“Entering into the deep pain of our souls in order to see how subtly but stubbornly we keep our distance from one another in an effort to protect ourselves from that pain is an approach to understanding relational sin that is not widely considered…
We’ve been called into relationship with God so we may relate more deeply with others…
When openness to Scripture, to the whispering of God’s Spirit, and to honest feedback from fellow Christians leads to an awareness of relational sin, then, and only then, is deep repentance possible…
It requires that we spot some of the specific ways we protect ourself as we communicate with our mate, interact at a committee meeting, or socialize after church, and that we change those ways of relating because we want to move toward others regardless of personal risk.
Once we understand the concept of relational sin, we repent by radically shifting our motivation and direction from self-preservation to trust on the basis of the belief that Christ has given and is preserving our life. The fruit of repentance is a changed style of relating that replaces self-protective maneuvering with loving involvement.
In Hosea 14:1-3 [which we just went over a couple of weeks ago in small group – ack!], God tells us exactly how to repent:
‘Return, O Israel, to the LORD your God. Your sins have been your downfall! Take words with you and return to the LORD. Say to him:
‘Forgive all our sins and receive us graciously, that we may offer the fruit of our lips. Assyria cannot save us; we will not mount war-horses. We will never again say ‘our gods’ to what our own hands have made, for in you the fatherless find compassion.’
‘Return to the LORD your God’
Every effort to change must involve at its core a shift in direction away from dependence on one’s own resources for life to dependence on God…The Christian’s call is to relationship, to loving, non-defensive involvement with others…
‘Take words with you’
The more thorough our awareness of sin, the more complete our repentance. Because we’ll never see ourself exactly as we are until Heaven, the prayer that God cleanse us from secret faults is always appropriate. But it must never be an excuse for not exploring our problem with sin.
‘Forgive all our sins’
Repentance is a turning away from sin that’s made possible by God’s willingness to forgive us…We will genuinely love only as we deal with the sin in our heart…
‘Receive us graciously, that we may offer the fruit of our lips’
So many of our efforts to change have a hidden but definite agenda…True repentance, on the other hand, is energized by the hope of knowing and worshipping God more richly…We will be driven to true worship only as we give up on all earthly hopes of finding life (which requires that we face our disappointments in every relationship), and grow in our understanding that there is life in Christ and nowhere else.
‘Assyria cannot save us; we will not mount war-horses’

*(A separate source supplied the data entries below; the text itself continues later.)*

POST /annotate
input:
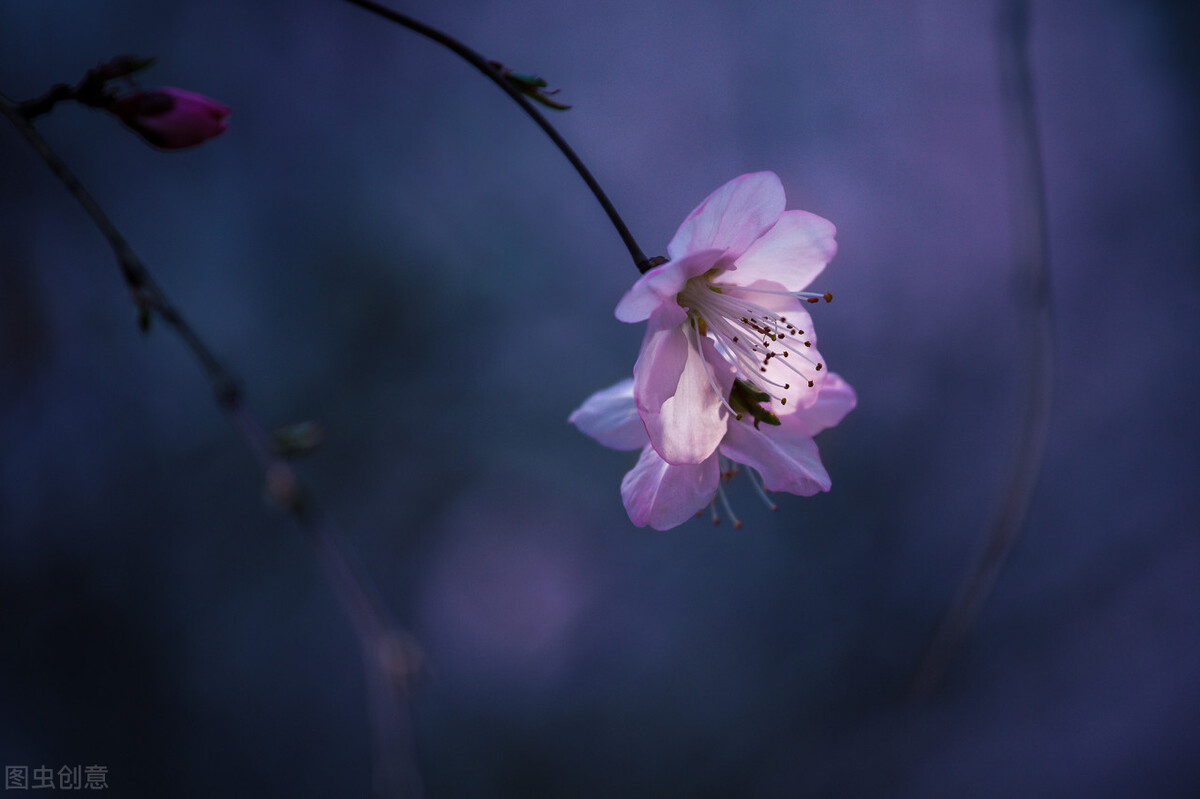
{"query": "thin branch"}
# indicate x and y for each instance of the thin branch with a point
(485, 66)
(1032, 272)
(390, 656)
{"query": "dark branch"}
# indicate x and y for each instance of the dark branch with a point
(497, 77)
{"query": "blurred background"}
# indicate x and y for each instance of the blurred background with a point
(384, 242)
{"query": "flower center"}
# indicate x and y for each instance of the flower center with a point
(750, 336)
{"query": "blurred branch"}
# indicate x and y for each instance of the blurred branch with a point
(1032, 284)
(390, 655)
(502, 78)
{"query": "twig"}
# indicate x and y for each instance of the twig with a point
(497, 77)
(390, 656)
(1032, 272)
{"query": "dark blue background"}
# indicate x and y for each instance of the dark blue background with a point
(384, 242)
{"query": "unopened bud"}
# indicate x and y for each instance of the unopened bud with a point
(172, 119)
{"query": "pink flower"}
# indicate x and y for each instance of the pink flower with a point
(172, 119)
(727, 306)
(664, 494)
(729, 347)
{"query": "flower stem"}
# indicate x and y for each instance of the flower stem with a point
(390, 656)
(481, 64)
(1032, 272)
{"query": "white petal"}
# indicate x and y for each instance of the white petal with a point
(792, 253)
(786, 458)
(611, 418)
(657, 289)
(731, 217)
(661, 494)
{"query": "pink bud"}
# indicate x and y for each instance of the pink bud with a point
(172, 119)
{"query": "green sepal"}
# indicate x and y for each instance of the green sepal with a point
(745, 398)
(299, 439)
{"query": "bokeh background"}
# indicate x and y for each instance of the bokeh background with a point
(382, 241)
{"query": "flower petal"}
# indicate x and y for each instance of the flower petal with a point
(834, 401)
(673, 380)
(731, 217)
(792, 253)
(785, 456)
(657, 289)
(663, 494)
(611, 418)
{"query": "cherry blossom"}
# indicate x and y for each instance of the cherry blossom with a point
(729, 307)
(781, 452)
(729, 372)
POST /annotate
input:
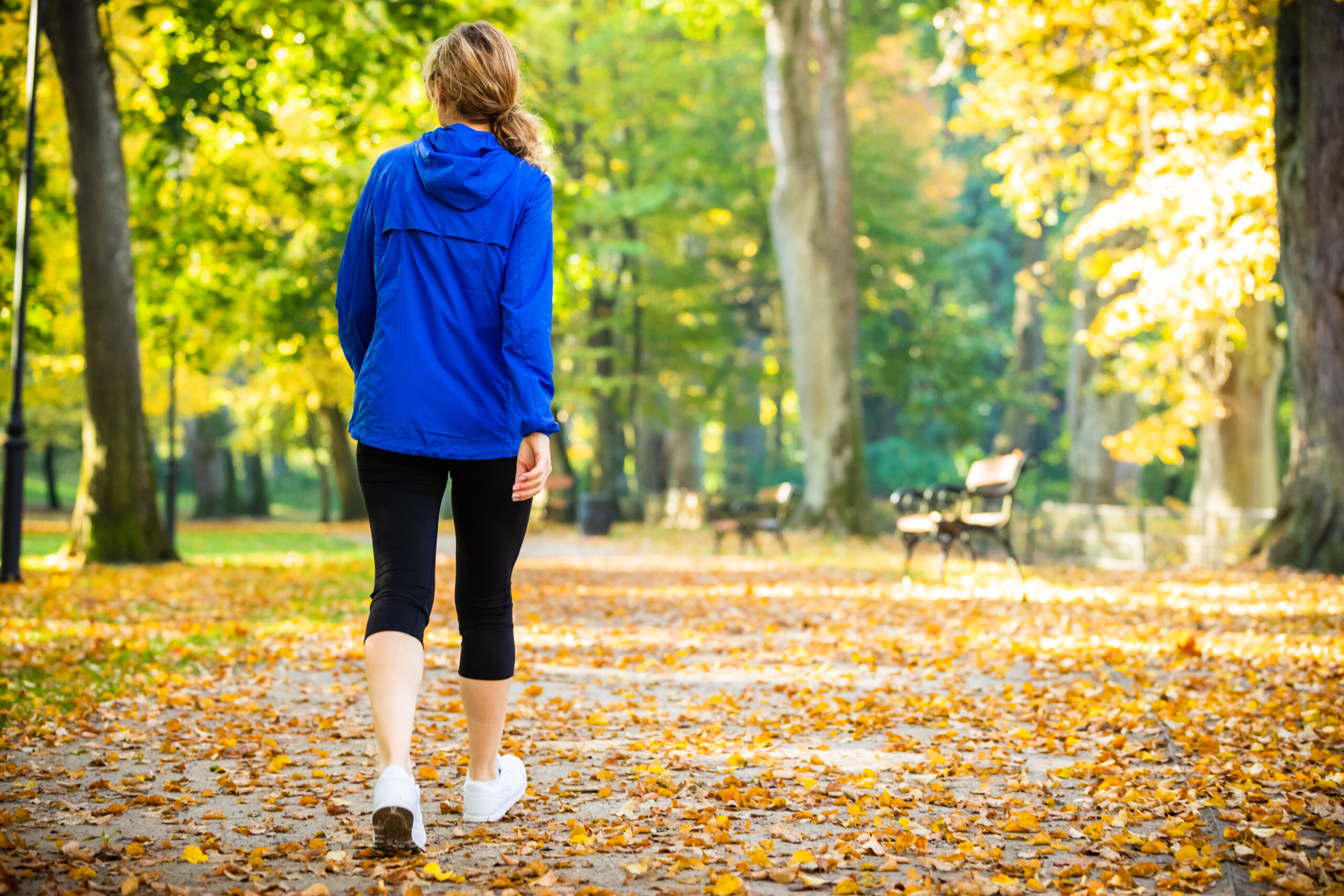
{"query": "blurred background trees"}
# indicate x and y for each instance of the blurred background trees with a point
(1061, 234)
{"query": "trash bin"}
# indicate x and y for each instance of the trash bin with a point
(594, 513)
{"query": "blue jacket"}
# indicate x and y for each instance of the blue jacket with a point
(444, 300)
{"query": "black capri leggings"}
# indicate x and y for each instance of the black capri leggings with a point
(404, 493)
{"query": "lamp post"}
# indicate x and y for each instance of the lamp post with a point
(17, 444)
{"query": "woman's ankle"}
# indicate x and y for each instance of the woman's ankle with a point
(405, 766)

Israel was threatened with national collapse…a pact with Assyria to protect them combined with their own military efforts might win the day…
When the essential well-being of my soul is attacked, I must not protect myself, even though an effort to preserve myself from destruction seems like the right thing to do.
To do so leads to death.
Christ could not have contradicted natural wisdom more completely when He taught that life is found by making no effort to keep it.
Israel turned to Assyria and war-horses for her national survival.
We resort to self-protective maneuvering in our patterns of relating to ensure our personal survival.
Repentance requires a sincere admission that whatever we’re depending on for life will let us down.
Assyria cannot save us.
Self-protection is futile.
We will therefore shift our direction away from depending on our own resources to vulnerably trusting God. If He fails to come through, then we’ll be destroyed. That is the recognition that leads to change.
‘We will never again say ‘Our gods’ to what our own hands have made’
This is the core of repentance. Thirsty people are invited to come to Christ. But because we’re not only thirsty but also foolishly rebellious, we grab our shovels and run into the wilderness to dig our own water supply. We’re determined, with all the intensity of someone struggling to survive, to maintain control over our own welfare.
Trust does not come easily to fallen people.
But it must come.
And its development requires a clear and decisive break with self-sufficiency. Doing so will seem like suicide, but it is the path to life.
‘Whoever loses his life for me will save it.’ (Luke 9:24)
‘In You the fatherless find compassion’
Fatherless children are unprotected, vulnerable to the point of helplessness. Repentance leads us into an experience of our disappointment and aloneness that crushes us with a pain that cannot be relieved. But when we trust God in our helplessness enough to move toward other people simply because that is God’s will for us, then the reality of His compassion slowly begins to enter our soul. As we walk a path that seems to lead toward death, a sense of life quietly grows within us.
When repentance moves us from self-protection to obedient trust, then God moves in changing power.
He heals our waywardness (Hosea 14:4) so our compulsive desire to sin no longer masters us.
He deepens our roots (vs 5), creating a new stability.
He grants us splendor and an appealing fragrance (vs 6); our life becomes attractive.
People dwell in our shade (vs 7), suggesting that others are blessed by our strength.
We learn that our fruitfulness comes from God (vs 8), and our heart worships Him with gratitude and love.”